President Obama and Democratic leaders support extending the reduced tax rates for lower- and middle-class families, but want to increase income taxes on the country's top earners. Republicans want all of the tax cuts extended because allowing the top brackets to leap would hammer small businesses and discourage the kind of investment needed to create private-sector jobs.

If no agreement can be reached, everyone's income taxes will jump come January -- something that would enrage an already unhappy electorate.

One possible compromise has been floated: extending the highest tax rates for one or two years and making the rest permanent. The GOP's House leaders have rejected the suggestion, saying a decoupling and temporary extension of the top tax brackets would only add to the uncertainty that has stifled job creation, and all but guarantee the eventual expiration of those breaks.

"I am not for sending any signal to small businesses in this country that they're going to have their tax rates go up," said Rep.
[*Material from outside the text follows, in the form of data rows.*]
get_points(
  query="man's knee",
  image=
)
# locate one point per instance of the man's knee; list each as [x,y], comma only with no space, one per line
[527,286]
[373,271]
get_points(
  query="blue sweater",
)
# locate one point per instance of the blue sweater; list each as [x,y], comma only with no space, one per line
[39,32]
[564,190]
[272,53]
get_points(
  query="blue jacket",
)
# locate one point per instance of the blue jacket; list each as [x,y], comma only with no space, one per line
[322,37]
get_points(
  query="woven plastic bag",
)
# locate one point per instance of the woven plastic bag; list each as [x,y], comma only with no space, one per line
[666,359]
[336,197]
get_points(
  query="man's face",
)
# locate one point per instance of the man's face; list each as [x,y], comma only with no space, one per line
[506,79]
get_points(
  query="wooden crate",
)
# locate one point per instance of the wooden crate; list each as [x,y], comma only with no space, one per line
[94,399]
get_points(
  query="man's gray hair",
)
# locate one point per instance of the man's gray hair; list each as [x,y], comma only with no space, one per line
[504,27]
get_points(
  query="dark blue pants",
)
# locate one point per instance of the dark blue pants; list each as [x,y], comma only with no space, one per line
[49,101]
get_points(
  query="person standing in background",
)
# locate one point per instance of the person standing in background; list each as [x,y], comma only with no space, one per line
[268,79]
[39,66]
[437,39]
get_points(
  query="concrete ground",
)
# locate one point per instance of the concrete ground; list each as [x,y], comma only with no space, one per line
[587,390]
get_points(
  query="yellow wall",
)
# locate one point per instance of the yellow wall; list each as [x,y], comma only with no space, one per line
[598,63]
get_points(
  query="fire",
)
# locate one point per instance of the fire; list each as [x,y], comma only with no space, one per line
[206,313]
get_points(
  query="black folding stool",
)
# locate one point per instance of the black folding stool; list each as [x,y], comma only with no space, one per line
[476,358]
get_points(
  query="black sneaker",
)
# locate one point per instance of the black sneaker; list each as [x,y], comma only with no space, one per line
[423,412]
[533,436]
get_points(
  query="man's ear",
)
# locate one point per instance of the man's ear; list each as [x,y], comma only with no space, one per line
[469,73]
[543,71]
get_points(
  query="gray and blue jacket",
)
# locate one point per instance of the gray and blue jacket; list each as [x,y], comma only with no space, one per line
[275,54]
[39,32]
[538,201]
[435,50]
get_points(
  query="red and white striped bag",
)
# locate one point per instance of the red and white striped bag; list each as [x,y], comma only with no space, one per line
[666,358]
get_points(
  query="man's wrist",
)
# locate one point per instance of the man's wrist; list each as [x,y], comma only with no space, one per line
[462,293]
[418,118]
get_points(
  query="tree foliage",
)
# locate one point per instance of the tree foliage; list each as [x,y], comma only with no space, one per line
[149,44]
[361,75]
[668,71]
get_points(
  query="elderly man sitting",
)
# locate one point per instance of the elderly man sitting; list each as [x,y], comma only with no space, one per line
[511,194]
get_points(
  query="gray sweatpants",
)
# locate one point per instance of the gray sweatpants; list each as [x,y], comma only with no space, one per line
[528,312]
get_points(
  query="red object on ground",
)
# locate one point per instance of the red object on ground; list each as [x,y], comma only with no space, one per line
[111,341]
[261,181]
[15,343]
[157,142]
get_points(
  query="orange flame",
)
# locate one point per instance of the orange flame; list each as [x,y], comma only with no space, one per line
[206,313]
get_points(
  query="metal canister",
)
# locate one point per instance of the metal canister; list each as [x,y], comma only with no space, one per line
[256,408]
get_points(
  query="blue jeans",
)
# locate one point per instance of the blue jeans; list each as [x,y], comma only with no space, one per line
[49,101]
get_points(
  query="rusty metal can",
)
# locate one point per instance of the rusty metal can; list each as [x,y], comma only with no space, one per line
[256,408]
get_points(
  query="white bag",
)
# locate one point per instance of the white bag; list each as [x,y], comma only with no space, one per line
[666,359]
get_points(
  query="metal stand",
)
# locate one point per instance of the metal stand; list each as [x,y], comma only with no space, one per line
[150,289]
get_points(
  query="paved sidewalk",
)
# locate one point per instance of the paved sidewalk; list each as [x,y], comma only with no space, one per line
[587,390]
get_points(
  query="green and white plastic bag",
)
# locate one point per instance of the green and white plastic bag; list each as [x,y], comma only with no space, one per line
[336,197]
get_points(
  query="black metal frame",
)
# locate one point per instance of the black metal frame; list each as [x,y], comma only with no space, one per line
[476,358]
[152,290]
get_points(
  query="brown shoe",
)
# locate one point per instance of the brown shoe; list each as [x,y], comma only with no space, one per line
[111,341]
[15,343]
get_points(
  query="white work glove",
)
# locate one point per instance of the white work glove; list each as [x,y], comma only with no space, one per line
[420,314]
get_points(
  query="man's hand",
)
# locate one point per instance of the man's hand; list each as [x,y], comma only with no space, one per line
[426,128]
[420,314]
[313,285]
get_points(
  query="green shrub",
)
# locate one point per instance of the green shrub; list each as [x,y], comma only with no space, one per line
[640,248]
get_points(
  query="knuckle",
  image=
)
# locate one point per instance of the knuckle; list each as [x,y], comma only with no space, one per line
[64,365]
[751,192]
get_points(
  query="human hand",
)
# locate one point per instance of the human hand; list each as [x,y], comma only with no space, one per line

Eric Cantor, R-Va., the GOP's No. 2 man in the House.

Democrats clearly believe they have a winning hand in perpetuating class warfare and casting Republicans as protectors of "the rich."

Maybe not. One result, in particular, from last week's elections should give Democrats pause -- and give Republicans confidence that they have the high ground in this partisan conflict.

In Washington state, a reliably Democratic voting bloc, voters were presented with Initiative 1098, which would have created the state's first income tax. The levy would have applied only to individuals earning more than $200,000 and households making more than $400,000, while cutting property taxes and some taxes on small businesses. It was a blatant wealth transfer scheme.

But nearly two-thirds of voters rejected the initiative.

Republicans could always wait until January, when they'll control the House and have greater numbers in the Senate, to demand that all Bush tax cuts be made permanent, but such a move is not without political risk.

The GOP should point to the Washington vote as further evidence that Americans aren't buying what Democrats are selling, and work to get all the tax cuts made permanent immediately.